The tactic focuses on where the most problems are. The Met’s intelligence-led, precision policing with local government is targeting those who are causing the most problems for the community. This has been managed through an increased use of foot patrols and plain-clothes officers on bikes, and by issuing closure orders on specific flats. 

This bold action follows Sadiq Khan’s pledge to boost neighbourhood policing across the capital and “more bobbies on the beat” through the “A New Met for London” plan. The “on the beat” approach gives offices a specific patch to oversee, giving them closer relationships with the community, has suffered due to over a decade of austerity. Government cuts have consequences and we have seen the damage this can cause in our public services such as the Met.

The Net Met for London plan’s first priority, “Community-crime fighting”, focuses on “working with Londoners to keep them safe.”  The Met will make communities the bedrock of how it polices and tackles neighbourhood crime, anti-social behaviour and serious violence.

In Barnet, this will mean every borough and every ward having its own team of officers and PCSOs. It also means involving Londoners in how their areas are policed – and listening to those who’ve had their trust in policing damaged.

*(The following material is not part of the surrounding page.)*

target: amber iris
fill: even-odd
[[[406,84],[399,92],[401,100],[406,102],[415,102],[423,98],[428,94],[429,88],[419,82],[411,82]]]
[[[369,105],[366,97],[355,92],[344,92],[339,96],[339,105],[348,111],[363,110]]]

That means that we’ll see more attention given to protecting women and children from violence and going after predatory men who commit those crimes. The police will have to do more for Black, ethnic minority and LGBT+ communities and for disabled Londoners. We’ve seen a recent spike in hate crimes across London – and policing these crimes will only be effective if police and have respectful relationships with the victims.

Developing this new strategy is making a meaningful difference and it will put more police into the teams who work with victims of crime, ensuring they can provide the right care and better support those who’ve suffered.

This is exactly the right approach being taken to restore trust in the police and make our communities safer.

Anne Clarke is the London assembly member for Barnet and Camden, a councillor for Cricklewood ward and Barnet Council’s cabinet member for community wealth building.